二の腕にピリピリと静電気のような痺れが走り、知衣は思わず袖を捲りあげる。
そこには、直径十センチはありそうな紋様が鮮やかに浮かび上がっていた。
「何これ?」
知衣の疑問に、エステルが答える。
「それが承認の証です。」
そう言われてクレアに視線を移せば、確かにその二の腕にも同じ紋様が浮かび上がっている。
「これ消えるの?」
知衣は思わず眉を寄せる。
それはまるで龍の刺青。
しかも、時代劇に出てきそうな――今の世では、頭に『ヤ』のつく危険な方々の間でしか見られないようなものだ。
銭湯からは間違いなく入場を断られそうなそれに、知衣は泣きたくなる。
別に銭湯好きなわけではないが、社員旅行等で大衆浴場にお世話になる機会は今後あるであろう。
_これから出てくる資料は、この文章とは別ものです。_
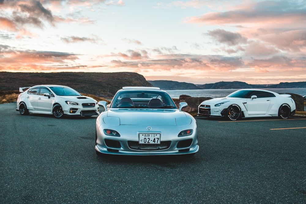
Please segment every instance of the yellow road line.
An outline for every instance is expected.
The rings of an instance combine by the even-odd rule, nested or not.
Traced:
[[[278,128],[275,129],[270,129],[271,130],[288,130],[289,129],[297,129],[301,128],[306,128],[306,127],[303,127],[302,128]]]
[[[252,121],[219,121],[219,123],[232,123],[237,122],[252,122],[254,121],[282,121],[283,119],[272,119],[270,120],[256,120]],[[296,120],[306,120],[306,118],[300,118],[298,119],[285,119],[286,121],[293,121]]]

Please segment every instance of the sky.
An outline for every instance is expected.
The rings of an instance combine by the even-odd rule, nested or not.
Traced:
[[[0,71],[306,81],[306,0],[0,0]]]

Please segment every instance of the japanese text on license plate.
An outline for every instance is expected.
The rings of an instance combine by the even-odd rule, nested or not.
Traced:
[[[141,133],[139,144],[160,144],[160,134]]]

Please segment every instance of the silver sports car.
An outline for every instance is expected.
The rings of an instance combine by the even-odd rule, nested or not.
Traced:
[[[285,119],[295,113],[295,103],[291,96],[264,90],[241,89],[226,97],[203,101],[199,106],[198,115],[226,117],[232,121],[272,116]]]
[[[194,154],[199,151],[196,120],[178,109],[166,91],[155,87],[118,91],[96,122],[95,150],[133,155]]]

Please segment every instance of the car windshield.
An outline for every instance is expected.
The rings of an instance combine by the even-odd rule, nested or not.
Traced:
[[[114,97],[111,108],[177,108],[166,92],[152,91],[127,91],[118,92]]]
[[[233,92],[226,97],[246,98],[250,93],[253,92],[252,90],[238,90]]]
[[[70,87],[52,87],[51,90],[58,96],[81,96],[79,93]]]

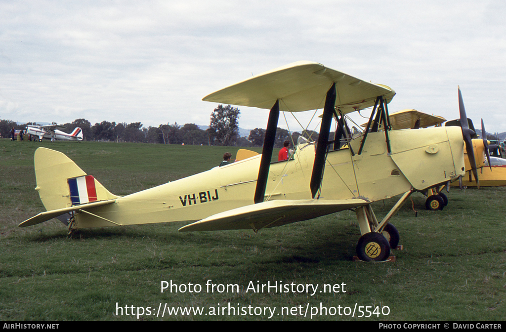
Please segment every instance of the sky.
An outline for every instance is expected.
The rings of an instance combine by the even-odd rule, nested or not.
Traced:
[[[477,126],[505,132],[504,17],[503,0],[2,0],[0,119],[207,126],[204,96],[308,60],[391,87],[391,113],[456,118],[459,86]],[[239,108],[266,128],[268,110]]]

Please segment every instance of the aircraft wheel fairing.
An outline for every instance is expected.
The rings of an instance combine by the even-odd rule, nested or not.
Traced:
[[[444,201],[439,195],[429,196],[425,201],[425,208],[431,211],[442,210],[444,208]]]
[[[399,239],[400,237],[399,235],[399,231],[395,226],[392,224],[387,224],[383,228],[382,234],[385,236],[389,243],[390,244],[390,248],[397,247],[399,245]]]
[[[441,196],[441,197],[443,198],[443,204],[444,205],[444,206],[446,206],[446,205],[447,205],[448,197],[446,196],[446,195],[443,193],[442,192],[440,192],[439,196]]]
[[[390,255],[388,240],[379,233],[364,234],[357,243],[357,256],[362,261],[381,262]]]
知衣の不安気な表情に、安心させるようにエステルは微笑む。
「ご安心ください。承認の証は特殊な魔法空間内においてのみ浮かび上がるもの。元の世界は勿論、城外に出れば浮かび上がることはまずありません。」
「ほんと?よかった。」
安堵の息を零す知衣に、エステルは言う。
「これで城内の移動装置が自由に使えます。使い方についてはクレアにお聞きください。城内は広いので、慣れるまではクレアと一緒に行動することをお勧めします。迷子になるといけませんから。」
「そうします。」
「あとチイ様の役目についてこちらでご説明しなければいけないのですが――ベルフェール様があの通り使い物になりませんので、申し訳ないですが本日は簡単に弟子の私から。後日、別の宮廷魔法師を呼び付けて詳細をということで構いませんか?」
「ええ。それしかなさそうだし……」
そう言って知衣がちらりと部屋の隅で丸くなっているベルフェールに目をやると、「ひぃっ!」と悲鳴があがる。
最初に抱きついてきたのはあっちなのに……理不尽だ。
「も、申し訳ありません。情けのない師で。」
しかし、自分より年少であろう少女の謝罪を受けて、責める気にはなれない。
「別にエステルさんのせいじゃないんだから、謝らなくても。」
そう言うと、エステルはほっとしたように表情を緩めた。
「あ、私のことは『エステル』とお呼び下さい。まだ私は見習いの身で、身分はないんです。」
「なら、私にも様付はいらないわ。私だって元の世界じゃ一般市民。身分なんてないんだから。」
「ですが……」
困ったように俯くエステルに、知衣は首を傾ける。
王族と並ぶ身分らしいし、無理なのかな?
けれど、この願いはかなり切実だ。
セフィーの時も思ったが、自分より年少の子供に様付けされたりするのは、どうも落ち着かない。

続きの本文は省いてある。